Here Huff instinctively employs the metaphor of an unfeeling casino to describe a cutthroat world where everyone is in it for him or herself. Some real-life casinos live up (or down) to this characterization. On a recent episode of Bluff Poker Radio, host Nick Geber told a story about having witnessed the untimely demise of an elderly female slots player at the Horseshoe Casino in Council Bluffs, Iowa. Geber then invited callers to phone in similar “crazy casino” stories. The first caller described an episode at the Tropicana in Atlantic City where he saw a player having what appeared to be a heart attack at the poker table. The entire poker room was “freaking out” about what was happening, but that didn’t prevent the casino operators from following what sounded like standard procedure in such cases: “Long before any paramedics or any medical personnel got to the poker room, all of the security guards came into the poker room and locked down all of the dealer trays on every table . . . . That was the casino’s first response to this guy dying in the poker room -- to get in there and lock down every table.”

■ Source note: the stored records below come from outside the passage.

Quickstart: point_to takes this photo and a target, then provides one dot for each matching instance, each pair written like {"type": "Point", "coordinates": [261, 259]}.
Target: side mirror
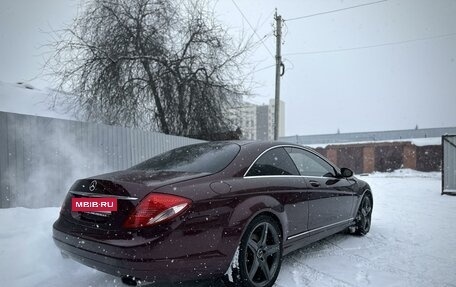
{"type": "Point", "coordinates": [346, 172]}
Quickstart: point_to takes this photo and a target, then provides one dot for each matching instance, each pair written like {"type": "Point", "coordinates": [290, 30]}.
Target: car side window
{"type": "Point", "coordinates": [274, 162]}
{"type": "Point", "coordinates": [310, 164]}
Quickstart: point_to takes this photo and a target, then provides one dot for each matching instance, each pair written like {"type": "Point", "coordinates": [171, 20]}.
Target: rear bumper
{"type": "Point", "coordinates": [139, 260]}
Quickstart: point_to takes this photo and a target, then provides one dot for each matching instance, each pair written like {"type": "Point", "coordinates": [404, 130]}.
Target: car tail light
{"type": "Point", "coordinates": [156, 208]}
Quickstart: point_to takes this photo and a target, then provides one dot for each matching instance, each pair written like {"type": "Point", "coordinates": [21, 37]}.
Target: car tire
{"type": "Point", "coordinates": [363, 216]}
{"type": "Point", "coordinates": [259, 256]}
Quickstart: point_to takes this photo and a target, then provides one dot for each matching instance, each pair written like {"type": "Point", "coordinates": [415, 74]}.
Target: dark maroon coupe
{"type": "Point", "coordinates": [217, 209]}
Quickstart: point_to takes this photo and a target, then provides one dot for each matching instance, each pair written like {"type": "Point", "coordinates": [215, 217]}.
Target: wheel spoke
{"type": "Point", "coordinates": [264, 235]}
{"type": "Point", "coordinates": [271, 249]}
{"type": "Point", "coordinates": [252, 245]}
{"type": "Point", "coordinates": [265, 269]}
{"type": "Point", "coordinates": [254, 268]}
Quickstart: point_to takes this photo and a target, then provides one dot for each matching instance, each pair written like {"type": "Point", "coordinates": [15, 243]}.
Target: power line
{"type": "Point", "coordinates": [371, 46]}
{"type": "Point", "coordinates": [332, 11]}
{"type": "Point", "coordinates": [251, 27]}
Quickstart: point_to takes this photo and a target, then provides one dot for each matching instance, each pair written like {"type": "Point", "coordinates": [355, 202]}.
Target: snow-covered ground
{"type": "Point", "coordinates": [411, 243]}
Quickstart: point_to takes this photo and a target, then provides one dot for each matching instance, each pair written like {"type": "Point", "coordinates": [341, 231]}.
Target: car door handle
{"type": "Point", "coordinates": [314, 183]}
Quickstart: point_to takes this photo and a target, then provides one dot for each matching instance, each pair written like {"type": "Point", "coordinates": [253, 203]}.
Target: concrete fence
{"type": "Point", "coordinates": [384, 156]}
{"type": "Point", "coordinates": [41, 157]}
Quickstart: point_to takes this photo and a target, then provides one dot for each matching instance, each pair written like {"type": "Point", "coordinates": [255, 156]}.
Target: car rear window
{"type": "Point", "coordinates": [206, 157]}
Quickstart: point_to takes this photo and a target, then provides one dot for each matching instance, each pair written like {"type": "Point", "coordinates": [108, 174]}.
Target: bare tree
{"type": "Point", "coordinates": [163, 65]}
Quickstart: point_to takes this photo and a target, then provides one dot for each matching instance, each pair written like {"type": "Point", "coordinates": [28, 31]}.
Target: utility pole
{"type": "Point", "coordinates": [278, 35]}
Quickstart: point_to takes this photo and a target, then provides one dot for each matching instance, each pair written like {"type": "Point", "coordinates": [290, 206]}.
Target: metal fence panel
{"type": "Point", "coordinates": [41, 157]}
{"type": "Point", "coordinates": [449, 164]}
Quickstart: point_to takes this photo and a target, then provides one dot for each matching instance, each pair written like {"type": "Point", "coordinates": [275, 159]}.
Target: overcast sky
{"type": "Point", "coordinates": [385, 66]}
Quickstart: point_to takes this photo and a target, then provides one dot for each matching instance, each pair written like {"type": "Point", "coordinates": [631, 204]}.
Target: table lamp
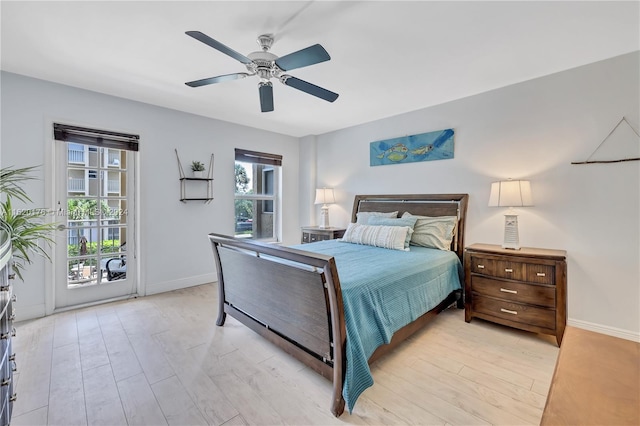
{"type": "Point", "coordinates": [511, 193]}
{"type": "Point", "coordinates": [324, 196]}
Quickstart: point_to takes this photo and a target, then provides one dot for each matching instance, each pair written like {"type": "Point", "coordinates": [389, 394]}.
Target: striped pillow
{"type": "Point", "coordinates": [391, 237]}
{"type": "Point", "coordinates": [362, 218]}
{"type": "Point", "coordinates": [435, 232]}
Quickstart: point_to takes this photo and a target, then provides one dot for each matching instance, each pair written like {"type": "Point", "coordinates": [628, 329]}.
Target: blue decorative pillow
{"type": "Point", "coordinates": [401, 221]}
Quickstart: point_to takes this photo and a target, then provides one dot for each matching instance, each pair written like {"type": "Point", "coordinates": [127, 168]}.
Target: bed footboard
{"type": "Point", "coordinates": [291, 297]}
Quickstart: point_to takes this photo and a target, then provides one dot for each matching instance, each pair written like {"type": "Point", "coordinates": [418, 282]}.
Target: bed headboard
{"type": "Point", "coordinates": [421, 205]}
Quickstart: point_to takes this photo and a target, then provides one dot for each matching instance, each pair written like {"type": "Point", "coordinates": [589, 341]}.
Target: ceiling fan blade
{"type": "Point", "coordinates": [266, 97]}
{"type": "Point", "coordinates": [218, 46]}
{"type": "Point", "coordinates": [303, 58]}
{"type": "Point", "coordinates": [309, 88]}
{"type": "Point", "coordinates": [218, 79]}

One encounters varying levels of treatment from online poker sites as well. There are still some good ones left for us American players, but the number is dwindling rapidly. You no doubt heard this week that Doyle’s Room has left the U.S. market. Interestingly, players at Doyle’s have been invited to transfer their accounts over to Full Tilt Poker. Saw something similar ten days ago when Tony G Poker decided it could no longer serve U.S. customers. Facing head-on what would have been a difficult, arduous procedure for American players to withdraw their funds, the site instructed players to transfer their funds to “Tony G” himself, then send an email to support listing their player IDs, the amount they had transferred, and the name of the poker site to which they’d like their money moved (UltimateBet, Full Tilt, or Poker Stars).
Both sites appear to be trying their best to do right by their customers. It has been reported that Doyle’s wasn’t exactly forced out of the U.S. market (not yet, anyway), but instead allowed Full Tilt to buy it out, customers and all. And I have no idea how smoothly (or roughly) the transfer of funds is going over at Tony G Poker -- I can’t imagine it has gone trouble-free. Still, it seems to me that here we we’re seeing two more customer-friendly sites pulling out of the U.S. market. We Americans still have a small number of sites (Stars, Full Tilt, Bodog, Absolute, UltimateBet, and Poker.com) with favorable reputations and acceptable customer service. Although these, too, are starting to feel the pinch thanks to dwindling payment options.
Such is an expected consequence of “prohibition” -- which is precisely what we’re being made to endure here. Trustworthy businesses (poker sites, third-party vendors) who actually concern themselves with running afoul of the law pull out, leaving the arena free for less savory types to take their place. How long before all of the legitimate sites go away, leaving us with less than reputable, fly-by-night outfits with attitudes resembling that of Huff’s Monte Carlo croupier?
Don’t ask me. Just another player, here.